Monday, 8 November 2010

SIDS: Pennsylvania: prevention law questioned

By Adam Brandolph
Thursday, November 4, 2010

Medical professionals say a new state law requiring parents to acknowledge they've received information about Sudden Infant Death Syndrome is well-intentioned but flawed.
"Education is a good thing, but it has to be good education and targeted at a time people can hear it and learn from it," said Raymond Firth, director of behavioral health at the University of Pittsburgh's Office of Child Development.
"Moms in the hospital are fatigued; they have a whole new role. They're getting medical exams, the baby's getting medical exams. They're getting all this information on domestic violence, crib sizes, car seats -- they're getting bombarded with information, and they may not take the time to read the details."
Sudden Infant Death Syndrome, or SIDS, is the sudden death of an infant younger than one year old that cannot be explained. One of the leading causes of death among newborns in Allegheny County, 68 infants died of SIDS from 2001 to 2006. In the first eight months of this year, as many deaths were attributed to SIDS -- 15 -- as in all of 2008. The toll was 14 last year. A board of medical professionals meeting monthly determines whether a death is from SIDS.
Pennsylvania's law, signed last week by Gov. Ed Rendell, requires the state Health Department to develop a program to promote SIDS awareness and education, and distribute educational materials to hospitals and birth centers. Parents are required to sign a statement indicating they read and understand the materials provided by their physician before mother and baby are discharged from the hospital.
"Any effort at the hospital would help, but that just can't be the remedy," said Peggy O'Malley, a public health administrator for the Allegheny County Health Department.
"We need obstetricians and family practices to talk about this in the second trimester; instructors at child birth classes, Lamaze -- any kind of education they're receiving ... and right after the hospital.
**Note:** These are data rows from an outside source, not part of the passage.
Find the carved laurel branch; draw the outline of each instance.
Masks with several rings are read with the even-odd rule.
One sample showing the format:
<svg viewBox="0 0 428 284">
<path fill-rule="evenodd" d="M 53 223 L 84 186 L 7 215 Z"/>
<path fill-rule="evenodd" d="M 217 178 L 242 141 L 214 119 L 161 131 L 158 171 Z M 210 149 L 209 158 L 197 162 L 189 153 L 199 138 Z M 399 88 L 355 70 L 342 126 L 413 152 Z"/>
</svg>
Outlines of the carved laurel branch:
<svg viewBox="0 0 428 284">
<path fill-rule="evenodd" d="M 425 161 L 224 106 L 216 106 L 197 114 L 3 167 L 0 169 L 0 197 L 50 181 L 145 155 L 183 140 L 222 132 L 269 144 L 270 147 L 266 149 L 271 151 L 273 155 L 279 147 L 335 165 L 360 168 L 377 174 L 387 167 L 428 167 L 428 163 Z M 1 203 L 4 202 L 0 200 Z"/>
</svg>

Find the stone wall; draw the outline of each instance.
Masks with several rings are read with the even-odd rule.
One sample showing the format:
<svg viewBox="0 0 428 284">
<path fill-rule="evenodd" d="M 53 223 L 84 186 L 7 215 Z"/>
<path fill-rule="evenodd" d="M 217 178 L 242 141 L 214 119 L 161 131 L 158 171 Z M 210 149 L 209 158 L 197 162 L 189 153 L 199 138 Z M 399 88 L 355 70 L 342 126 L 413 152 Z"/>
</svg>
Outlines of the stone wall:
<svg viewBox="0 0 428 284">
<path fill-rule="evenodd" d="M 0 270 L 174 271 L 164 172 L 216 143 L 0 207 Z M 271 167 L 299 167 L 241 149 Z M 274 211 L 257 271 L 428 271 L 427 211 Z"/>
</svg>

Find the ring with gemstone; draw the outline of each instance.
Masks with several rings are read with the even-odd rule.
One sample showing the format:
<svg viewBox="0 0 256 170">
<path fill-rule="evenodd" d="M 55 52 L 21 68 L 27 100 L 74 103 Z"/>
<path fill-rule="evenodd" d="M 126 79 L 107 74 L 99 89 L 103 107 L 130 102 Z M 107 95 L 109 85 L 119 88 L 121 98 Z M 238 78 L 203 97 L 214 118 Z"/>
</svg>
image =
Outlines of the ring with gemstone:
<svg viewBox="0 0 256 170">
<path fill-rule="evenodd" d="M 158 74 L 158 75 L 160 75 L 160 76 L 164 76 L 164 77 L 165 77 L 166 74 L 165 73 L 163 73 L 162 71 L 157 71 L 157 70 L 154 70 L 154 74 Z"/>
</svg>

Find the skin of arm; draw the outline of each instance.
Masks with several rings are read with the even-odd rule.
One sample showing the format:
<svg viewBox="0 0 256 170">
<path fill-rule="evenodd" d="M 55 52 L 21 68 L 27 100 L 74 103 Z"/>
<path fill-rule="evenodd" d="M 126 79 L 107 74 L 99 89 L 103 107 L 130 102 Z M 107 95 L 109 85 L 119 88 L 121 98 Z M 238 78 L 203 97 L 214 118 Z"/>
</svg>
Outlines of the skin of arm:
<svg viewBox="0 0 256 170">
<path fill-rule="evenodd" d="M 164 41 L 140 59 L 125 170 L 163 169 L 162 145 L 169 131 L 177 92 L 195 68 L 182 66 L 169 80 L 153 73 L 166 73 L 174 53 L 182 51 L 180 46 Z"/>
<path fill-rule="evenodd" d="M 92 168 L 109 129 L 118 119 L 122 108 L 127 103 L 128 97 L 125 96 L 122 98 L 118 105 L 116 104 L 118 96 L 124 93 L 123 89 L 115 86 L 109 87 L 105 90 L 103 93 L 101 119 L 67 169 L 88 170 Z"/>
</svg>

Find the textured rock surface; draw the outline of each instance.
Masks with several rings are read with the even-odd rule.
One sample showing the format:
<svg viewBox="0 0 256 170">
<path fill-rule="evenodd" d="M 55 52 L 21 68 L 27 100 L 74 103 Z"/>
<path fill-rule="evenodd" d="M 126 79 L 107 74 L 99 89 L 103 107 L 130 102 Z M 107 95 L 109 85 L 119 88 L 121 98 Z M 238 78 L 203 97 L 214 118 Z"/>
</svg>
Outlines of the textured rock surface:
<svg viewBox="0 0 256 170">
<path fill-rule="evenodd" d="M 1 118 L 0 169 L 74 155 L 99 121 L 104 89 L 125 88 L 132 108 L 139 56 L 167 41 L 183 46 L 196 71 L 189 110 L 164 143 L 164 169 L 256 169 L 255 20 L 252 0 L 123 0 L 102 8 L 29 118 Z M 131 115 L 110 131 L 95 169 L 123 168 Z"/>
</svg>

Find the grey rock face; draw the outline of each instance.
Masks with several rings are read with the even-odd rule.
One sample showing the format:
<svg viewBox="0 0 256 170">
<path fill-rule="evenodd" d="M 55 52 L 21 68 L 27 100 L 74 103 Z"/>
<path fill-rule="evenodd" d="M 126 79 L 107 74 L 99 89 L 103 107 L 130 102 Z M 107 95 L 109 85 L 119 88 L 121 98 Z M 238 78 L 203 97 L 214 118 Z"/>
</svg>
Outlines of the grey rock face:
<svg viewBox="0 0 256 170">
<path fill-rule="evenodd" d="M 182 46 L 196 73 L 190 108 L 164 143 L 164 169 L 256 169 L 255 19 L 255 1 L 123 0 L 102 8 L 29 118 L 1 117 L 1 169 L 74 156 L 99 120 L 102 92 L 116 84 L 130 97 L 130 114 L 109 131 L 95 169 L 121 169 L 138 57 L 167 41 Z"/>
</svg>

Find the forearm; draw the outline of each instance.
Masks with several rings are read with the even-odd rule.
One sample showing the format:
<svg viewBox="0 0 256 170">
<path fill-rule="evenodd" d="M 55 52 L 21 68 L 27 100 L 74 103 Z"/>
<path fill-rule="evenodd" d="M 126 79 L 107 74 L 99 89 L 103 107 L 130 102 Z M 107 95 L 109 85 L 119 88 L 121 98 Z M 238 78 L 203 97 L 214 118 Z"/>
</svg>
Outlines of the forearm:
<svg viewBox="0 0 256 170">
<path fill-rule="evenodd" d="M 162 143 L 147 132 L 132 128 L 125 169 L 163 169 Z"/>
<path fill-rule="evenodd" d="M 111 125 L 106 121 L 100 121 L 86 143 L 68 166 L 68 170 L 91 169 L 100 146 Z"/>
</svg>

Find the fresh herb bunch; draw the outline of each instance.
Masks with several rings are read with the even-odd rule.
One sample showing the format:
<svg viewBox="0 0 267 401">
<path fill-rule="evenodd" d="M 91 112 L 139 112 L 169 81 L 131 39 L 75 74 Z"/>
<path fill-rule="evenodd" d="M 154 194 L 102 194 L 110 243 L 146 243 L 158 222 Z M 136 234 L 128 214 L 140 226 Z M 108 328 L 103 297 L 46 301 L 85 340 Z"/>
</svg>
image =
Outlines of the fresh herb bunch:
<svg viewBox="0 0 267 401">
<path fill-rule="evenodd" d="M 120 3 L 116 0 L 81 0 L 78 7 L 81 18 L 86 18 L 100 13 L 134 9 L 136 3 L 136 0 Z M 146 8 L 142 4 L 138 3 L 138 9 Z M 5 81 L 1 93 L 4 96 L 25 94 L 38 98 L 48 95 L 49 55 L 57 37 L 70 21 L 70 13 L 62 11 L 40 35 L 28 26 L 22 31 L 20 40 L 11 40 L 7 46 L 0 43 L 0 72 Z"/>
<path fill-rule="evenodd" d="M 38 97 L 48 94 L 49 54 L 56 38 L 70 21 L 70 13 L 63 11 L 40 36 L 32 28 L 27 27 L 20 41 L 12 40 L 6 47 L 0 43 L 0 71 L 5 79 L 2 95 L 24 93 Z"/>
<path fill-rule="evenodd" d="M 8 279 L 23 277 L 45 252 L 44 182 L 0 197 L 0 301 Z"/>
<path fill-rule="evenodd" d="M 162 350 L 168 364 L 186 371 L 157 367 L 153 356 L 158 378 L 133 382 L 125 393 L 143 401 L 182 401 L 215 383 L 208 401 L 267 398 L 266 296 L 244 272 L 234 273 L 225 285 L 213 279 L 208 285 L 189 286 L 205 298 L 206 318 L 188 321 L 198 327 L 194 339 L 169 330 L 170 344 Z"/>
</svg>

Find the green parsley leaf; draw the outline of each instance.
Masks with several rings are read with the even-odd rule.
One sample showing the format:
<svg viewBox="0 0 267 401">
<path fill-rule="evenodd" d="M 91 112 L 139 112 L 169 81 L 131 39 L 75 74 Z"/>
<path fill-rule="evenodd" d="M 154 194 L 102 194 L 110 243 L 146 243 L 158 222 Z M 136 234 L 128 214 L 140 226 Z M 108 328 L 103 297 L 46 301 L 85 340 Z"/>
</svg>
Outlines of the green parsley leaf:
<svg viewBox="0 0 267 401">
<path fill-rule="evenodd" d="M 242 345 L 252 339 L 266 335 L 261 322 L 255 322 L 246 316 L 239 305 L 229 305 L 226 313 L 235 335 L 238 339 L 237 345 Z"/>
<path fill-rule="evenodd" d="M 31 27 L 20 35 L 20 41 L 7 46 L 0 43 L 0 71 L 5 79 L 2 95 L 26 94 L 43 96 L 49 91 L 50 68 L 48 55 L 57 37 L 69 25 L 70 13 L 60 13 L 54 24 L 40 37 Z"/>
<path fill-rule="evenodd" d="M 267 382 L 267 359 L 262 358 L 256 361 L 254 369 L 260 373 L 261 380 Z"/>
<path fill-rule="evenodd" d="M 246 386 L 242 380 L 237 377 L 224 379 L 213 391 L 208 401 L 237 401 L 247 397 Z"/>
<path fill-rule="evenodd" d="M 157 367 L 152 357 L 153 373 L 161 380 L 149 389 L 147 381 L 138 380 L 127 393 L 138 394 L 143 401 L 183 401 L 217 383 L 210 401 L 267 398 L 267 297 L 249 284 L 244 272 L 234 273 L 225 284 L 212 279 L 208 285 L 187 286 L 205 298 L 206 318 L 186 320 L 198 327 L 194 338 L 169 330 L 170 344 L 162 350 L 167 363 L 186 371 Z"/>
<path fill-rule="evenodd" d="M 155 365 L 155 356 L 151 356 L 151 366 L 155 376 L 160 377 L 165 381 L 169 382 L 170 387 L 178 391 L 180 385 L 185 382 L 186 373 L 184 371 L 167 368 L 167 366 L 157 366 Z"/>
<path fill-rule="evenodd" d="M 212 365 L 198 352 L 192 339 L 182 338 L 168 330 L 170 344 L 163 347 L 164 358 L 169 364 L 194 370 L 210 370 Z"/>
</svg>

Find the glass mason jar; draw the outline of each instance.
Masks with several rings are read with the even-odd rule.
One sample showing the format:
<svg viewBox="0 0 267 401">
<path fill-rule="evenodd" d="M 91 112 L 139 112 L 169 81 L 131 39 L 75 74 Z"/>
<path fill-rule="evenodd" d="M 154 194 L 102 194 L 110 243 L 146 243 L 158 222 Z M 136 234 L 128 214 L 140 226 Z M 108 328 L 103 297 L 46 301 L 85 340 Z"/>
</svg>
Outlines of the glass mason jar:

You're just not going to change attitudes or behaviors because someone signed this form."
Eileen Carlins, director of support and education at Sudden Infant Death Services of Pennsylvania, a nonprofit organization on the North Side that backed the legislation, is on the front lines of the fight.
"In my job, I'll talk to a mom and she'll say, 'Well, I didn't know about this. ... I didn't know it was dangerous to sleep with the baby, or I didn't know to put my baby on his back.'"
Sen. John Pippy, R-Moon, who sponsored the legislation, said it's designed to prevent those conversations.
"A lot of parents are just unaware of the dangers that are out there," he said. "We've heard stories of people who've lost babies, and it's really tragic. We know that informing parents about SIDS prevents deaths, and this new law will make that information more readily available."